BOURSE - Emission de bons et d’obligations du Trésor pour 100 milliards : Le Sénégal va habiller Paul avec l’argent de Pierre

Pour satisfaire ses partenaires multilatéraux et payer les dettes dues aux entreprises privées nationales, le gouvernement, comme il l’avait annoncé, a lancé une émission de bons du Trésor, ainsi que d’obligations du Trésor, pour un montant total de 100 milliards de francs Cfa. Alors que rien ne prouve qu’il soit en mesure de payer des émissions réalisées il y a deux ans, et qui arrivent bientôt à échéance.

L’opération qui avait été annoncée depuis quelque temps, est lancée.
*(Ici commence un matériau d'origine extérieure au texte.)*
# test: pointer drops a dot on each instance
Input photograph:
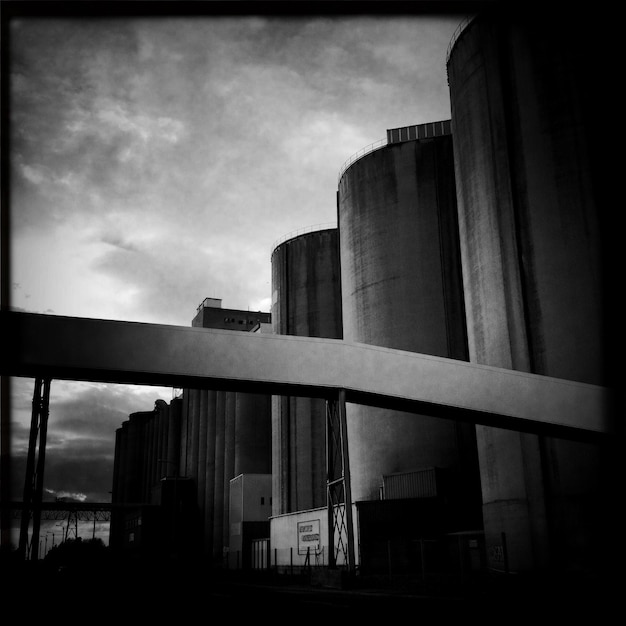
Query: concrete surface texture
(530, 243)
(401, 288)
(306, 301)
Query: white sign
(309, 536)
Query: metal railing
(381, 143)
(302, 231)
(457, 33)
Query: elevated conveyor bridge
(48, 347)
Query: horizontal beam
(185, 357)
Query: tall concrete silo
(306, 301)
(223, 432)
(531, 253)
(401, 288)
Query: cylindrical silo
(306, 301)
(253, 434)
(531, 255)
(209, 482)
(401, 288)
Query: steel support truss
(35, 463)
(339, 496)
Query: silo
(530, 241)
(306, 301)
(401, 288)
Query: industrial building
(477, 238)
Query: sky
(156, 161)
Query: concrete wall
(306, 301)
(530, 240)
(401, 288)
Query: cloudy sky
(155, 161)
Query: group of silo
(146, 450)
(476, 239)
(530, 235)
(224, 434)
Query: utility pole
(35, 462)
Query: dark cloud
(80, 436)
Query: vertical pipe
(43, 430)
(346, 477)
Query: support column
(338, 484)
(33, 482)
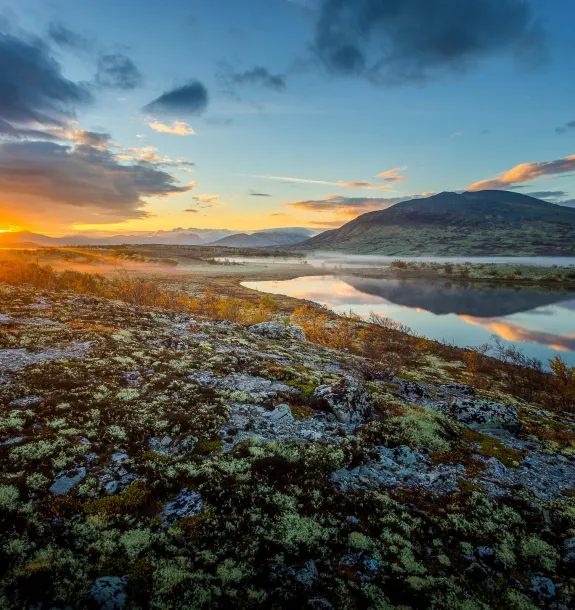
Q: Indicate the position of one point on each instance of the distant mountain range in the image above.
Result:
(482, 223)
(264, 239)
(186, 237)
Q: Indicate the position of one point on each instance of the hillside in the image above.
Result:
(495, 223)
(149, 453)
(264, 239)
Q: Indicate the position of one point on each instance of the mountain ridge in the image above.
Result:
(495, 223)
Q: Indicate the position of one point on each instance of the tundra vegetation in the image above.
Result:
(166, 449)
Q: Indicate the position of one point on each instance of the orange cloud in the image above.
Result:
(340, 183)
(513, 332)
(392, 175)
(206, 198)
(176, 128)
(525, 172)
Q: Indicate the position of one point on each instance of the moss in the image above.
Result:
(491, 447)
(207, 447)
(136, 495)
(192, 526)
(307, 389)
(301, 413)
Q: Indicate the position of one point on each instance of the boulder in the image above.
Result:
(186, 504)
(109, 592)
(346, 399)
(277, 331)
(484, 413)
(67, 480)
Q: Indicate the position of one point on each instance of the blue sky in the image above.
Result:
(465, 120)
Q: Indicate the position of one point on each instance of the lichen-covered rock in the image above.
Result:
(26, 403)
(186, 504)
(277, 331)
(484, 413)
(255, 387)
(346, 399)
(109, 592)
(67, 480)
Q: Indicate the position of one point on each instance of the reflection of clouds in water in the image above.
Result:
(515, 333)
(429, 309)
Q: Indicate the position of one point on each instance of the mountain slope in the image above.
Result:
(495, 223)
(263, 239)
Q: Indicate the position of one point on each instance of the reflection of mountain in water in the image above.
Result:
(446, 298)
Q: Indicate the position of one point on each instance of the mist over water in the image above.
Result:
(540, 323)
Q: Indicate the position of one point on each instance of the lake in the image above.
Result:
(541, 323)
L’Etat a annoncé officiellement hier, sa volonté de trouver sur le marché financier sous-régional, les 100 milliards de francs Cfa qu’il souhaite obtenir pour faire face à ses difficultés de trésorerie. Le journal Le Soleil a publié hier, deux annonces de la part de la Banque centrale des Etats de l’Afrique de l’Ouest (Bceao), et qui informent du lancement de l’opération d’adjudication des obligations du Trésor, pour 60 milliards de francs Cfa, et des bons du Trésor pour 40 milliards de francs Cfa.
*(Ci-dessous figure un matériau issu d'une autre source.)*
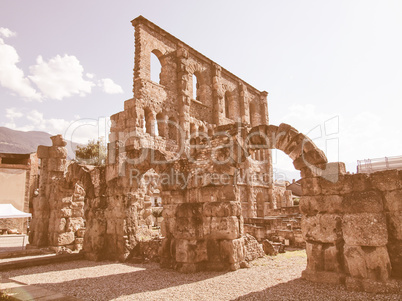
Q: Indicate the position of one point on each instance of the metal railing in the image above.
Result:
(378, 164)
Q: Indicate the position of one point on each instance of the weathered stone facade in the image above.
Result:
(351, 223)
(197, 154)
(18, 181)
(58, 219)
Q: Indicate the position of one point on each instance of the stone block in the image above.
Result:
(311, 205)
(324, 228)
(66, 212)
(80, 233)
(191, 251)
(372, 286)
(323, 257)
(394, 225)
(43, 152)
(395, 256)
(189, 228)
(58, 140)
(386, 180)
(74, 223)
(59, 225)
(284, 136)
(393, 201)
(295, 146)
(342, 186)
(66, 238)
(365, 229)
(232, 251)
(367, 262)
(310, 186)
(189, 210)
(224, 228)
(57, 152)
(221, 209)
(362, 202)
(268, 248)
(324, 277)
(77, 212)
(330, 171)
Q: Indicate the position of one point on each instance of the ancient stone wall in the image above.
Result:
(58, 220)
(351, 223)
(352, 228)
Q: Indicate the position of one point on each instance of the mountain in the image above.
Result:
(19, 142)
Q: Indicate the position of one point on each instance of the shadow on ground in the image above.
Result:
(146, 278)
(300, 289)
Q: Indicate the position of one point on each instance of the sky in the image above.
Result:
(333, 69)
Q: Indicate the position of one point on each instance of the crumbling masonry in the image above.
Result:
(200, 139)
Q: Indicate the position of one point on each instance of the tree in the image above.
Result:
(93, 153)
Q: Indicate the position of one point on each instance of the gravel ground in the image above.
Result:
(270, 278)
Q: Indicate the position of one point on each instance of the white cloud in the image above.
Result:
(7, 33)
(78, 130)
(13, 113)
(109, 86)
(12, 77)
(57, 78)
(60, 77)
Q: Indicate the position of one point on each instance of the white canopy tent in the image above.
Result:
(9, 211)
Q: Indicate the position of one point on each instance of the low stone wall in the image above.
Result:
(352, 227)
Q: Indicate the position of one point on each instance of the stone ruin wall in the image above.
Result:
(58, 210)
(353, 228)
(351, 223)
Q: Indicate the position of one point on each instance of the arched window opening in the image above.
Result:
(210, 131)
(254, 114)
(149, 122)
(156, 68)
(196, 87)
(160, 125)
(227, 104)
(173, 129)
(193, 130)
(144, 124)
(260, 205)
(203, 130)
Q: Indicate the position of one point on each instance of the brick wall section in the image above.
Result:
(352, 228)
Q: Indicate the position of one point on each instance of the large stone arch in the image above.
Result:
(348, 220)
(284, 137)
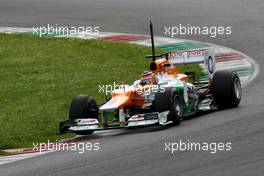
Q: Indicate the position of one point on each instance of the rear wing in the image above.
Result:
(204, 56)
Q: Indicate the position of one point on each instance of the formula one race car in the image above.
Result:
(161, 96)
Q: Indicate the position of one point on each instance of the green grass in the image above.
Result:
(40, 76)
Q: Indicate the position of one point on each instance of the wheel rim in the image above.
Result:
(237, 87)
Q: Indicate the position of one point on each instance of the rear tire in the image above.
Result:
(83, 107)
(226, 89)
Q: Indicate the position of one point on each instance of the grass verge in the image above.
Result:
(40, 76)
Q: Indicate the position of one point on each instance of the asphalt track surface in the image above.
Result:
(141, 152)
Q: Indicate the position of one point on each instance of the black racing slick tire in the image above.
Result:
(82, 107)
(170, 101)
(226, 89)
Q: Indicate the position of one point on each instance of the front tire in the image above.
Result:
(82, 107)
La date limite de dépôt des soumissions étant le samedi 17 juin à 10h 30 minutes, les valeurs prendront effet dès le jour ouvré suivant, le lundi 19 juin. Cependant, si les obligations sont émises pour dix ans, les bons du Trésor eux, sont d’une durée de 728 jours. Les échéances se décomposent en quatre tranches de 25% chacune, dont la première arrive à terme le 18 décembre 2008, et la dernière le 17 juin 2010.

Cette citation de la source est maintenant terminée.